Devoon flora en fauna

bouwkunde

Aan het begin van het Devoon in de Noord-Atlantische regiobergstructuren ontstonden en begonnen te stijgen (Noord-Groenland, Noord-Tien Shan, Altai). Lavrussia bevond zich in die tijd op equatoriale breedtegraden, Siberië, Korea en China - op gematigde breedtegraden. Gondwana bevond zich volledig op het zuidelijk halfrond.

Lavrussia werd gevormd aan het begin van het Devoon.Het werd veroorzaakt door de aanvaring van Oost-Europa en Noord-Amerika. Dit continent beleefde een intense opleving (meestal de waterscheiding). De producten van de erosie (in de vorm van klastische roodgekleurde sedimenten) stapelden zich op in Groot-Brittannië, Groenland, Spitsbergen en Scandinavië. Vanuit het noordwesten en zuiden werd Lavrussia omringd door nieuwe gevouwen bergstructuren (het gevouwen systeem van de noordelijke Appalachen en Newfoundland).

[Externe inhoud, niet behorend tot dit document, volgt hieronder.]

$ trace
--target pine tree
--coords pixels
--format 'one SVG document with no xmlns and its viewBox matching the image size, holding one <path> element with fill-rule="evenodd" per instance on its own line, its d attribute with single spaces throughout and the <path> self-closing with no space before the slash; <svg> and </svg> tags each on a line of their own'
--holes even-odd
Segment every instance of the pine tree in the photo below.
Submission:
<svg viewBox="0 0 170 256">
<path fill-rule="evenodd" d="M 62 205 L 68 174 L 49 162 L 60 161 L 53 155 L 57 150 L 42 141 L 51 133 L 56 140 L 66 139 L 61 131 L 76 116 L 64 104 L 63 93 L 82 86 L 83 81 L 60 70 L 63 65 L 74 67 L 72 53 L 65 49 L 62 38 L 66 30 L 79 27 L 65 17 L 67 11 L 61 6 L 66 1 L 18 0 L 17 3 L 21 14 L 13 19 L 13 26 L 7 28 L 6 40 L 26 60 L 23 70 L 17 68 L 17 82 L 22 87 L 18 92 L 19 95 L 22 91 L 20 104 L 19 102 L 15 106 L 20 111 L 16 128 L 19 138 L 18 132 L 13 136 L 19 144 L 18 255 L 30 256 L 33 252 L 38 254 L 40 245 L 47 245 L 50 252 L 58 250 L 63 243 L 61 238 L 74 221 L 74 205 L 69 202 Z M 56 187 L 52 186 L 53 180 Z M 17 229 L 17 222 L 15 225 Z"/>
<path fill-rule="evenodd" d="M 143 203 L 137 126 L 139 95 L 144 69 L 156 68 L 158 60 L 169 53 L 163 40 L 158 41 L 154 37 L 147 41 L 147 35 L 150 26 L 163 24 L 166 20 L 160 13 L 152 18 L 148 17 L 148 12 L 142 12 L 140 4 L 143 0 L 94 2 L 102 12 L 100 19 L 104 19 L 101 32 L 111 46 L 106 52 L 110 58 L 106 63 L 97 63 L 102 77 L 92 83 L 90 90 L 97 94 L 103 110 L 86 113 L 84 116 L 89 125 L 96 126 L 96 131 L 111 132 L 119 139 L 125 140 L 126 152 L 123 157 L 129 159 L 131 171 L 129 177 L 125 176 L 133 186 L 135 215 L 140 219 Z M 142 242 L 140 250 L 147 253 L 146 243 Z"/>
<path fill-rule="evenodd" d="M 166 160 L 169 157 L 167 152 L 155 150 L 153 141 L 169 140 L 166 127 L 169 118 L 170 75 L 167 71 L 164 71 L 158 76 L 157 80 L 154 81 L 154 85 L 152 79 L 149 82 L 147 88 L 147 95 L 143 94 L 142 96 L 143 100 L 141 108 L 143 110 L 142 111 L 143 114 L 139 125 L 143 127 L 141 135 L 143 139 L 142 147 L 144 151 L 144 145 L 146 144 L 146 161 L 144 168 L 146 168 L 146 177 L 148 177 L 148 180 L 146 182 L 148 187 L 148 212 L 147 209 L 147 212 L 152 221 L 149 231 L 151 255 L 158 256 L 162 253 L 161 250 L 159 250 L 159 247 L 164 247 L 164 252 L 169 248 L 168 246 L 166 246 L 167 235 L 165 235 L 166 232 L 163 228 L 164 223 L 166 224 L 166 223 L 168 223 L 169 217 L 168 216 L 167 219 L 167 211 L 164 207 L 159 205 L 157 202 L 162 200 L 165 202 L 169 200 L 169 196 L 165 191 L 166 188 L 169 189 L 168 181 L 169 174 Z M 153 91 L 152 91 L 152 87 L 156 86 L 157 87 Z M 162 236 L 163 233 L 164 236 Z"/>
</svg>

Het grootste deel van het grondgebied van Oost-Europahet platform was laagland met onbeduidende heuvelachtige stroomgebieden. Alleen in het noordwesten, in het gebied van de Brits-Scandinavische mobiele gordel, waren er lage bergen en grote hooglanden. In de tweede helft van het Devoon kwamen de laagste delen van het Oost-Europese platform onder water te staan. Rode bloemen hebben zich verspreid naar de laaggelegen kustgebieden. Onder omstandigheden van verhoogd zoutgehalte hopen zich afzettingen van dolomiet, gips en steenzout op in het centrale deel van het zeebekken.